Supply and distribution agreements are contracts between undertakings operating at different production or distribution levels regarding the terms of purchasing, selling, or reselling products or services. These so-called vertical agreements differ from contracts between competitors operating in the same market.
Vertical agreements often benefit undertakings, consumers, and competition alike. However, they can also lead to a restriction of competition. Vertical agreements are generally harmful to competition only if there is insufficient competition at one of the trading levels involved in the agreement.
The purpose of competition rules is to prevent companies from using their vertical agreements to restrict competition in a way that is detrimental to consumers. If a vertical agreement includes restrictions or requirements affecting the activities of either party to the agreement, it may constitute a prohibited restriction of competition. Vertical agreements that have the purpose or effect of appreciably restricting competition are prohibited.

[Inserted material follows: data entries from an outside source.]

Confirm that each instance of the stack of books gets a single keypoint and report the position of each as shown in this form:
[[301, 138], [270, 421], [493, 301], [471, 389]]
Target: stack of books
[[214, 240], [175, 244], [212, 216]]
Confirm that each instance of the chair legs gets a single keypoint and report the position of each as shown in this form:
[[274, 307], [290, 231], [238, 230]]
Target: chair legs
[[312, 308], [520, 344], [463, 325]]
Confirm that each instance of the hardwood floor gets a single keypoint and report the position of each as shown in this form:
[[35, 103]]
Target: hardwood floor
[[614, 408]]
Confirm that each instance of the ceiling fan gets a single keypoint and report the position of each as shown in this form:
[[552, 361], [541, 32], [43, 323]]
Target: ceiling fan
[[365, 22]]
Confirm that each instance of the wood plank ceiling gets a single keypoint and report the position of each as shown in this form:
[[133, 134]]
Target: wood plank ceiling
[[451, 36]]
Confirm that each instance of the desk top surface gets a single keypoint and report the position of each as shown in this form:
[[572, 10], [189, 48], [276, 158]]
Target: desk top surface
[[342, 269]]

Anti-competitive contractual terms must not be applied or enforced. An undertaking is responsible for ensuring that its vertical agreements do not restrict competition.
Key rules regarding vertical agreements:
- Competition Act Sections 5 and 6
- European Commission’s Vertical Block Exemption Regulation
- European Commission’s Communication on Guidelines for Vertical Restraints
National competition rules are interpreted in accordance with EU competition rules. Therefore, the interpretative guidelines of EU competition rules also directly apply to domestic vertical agreements.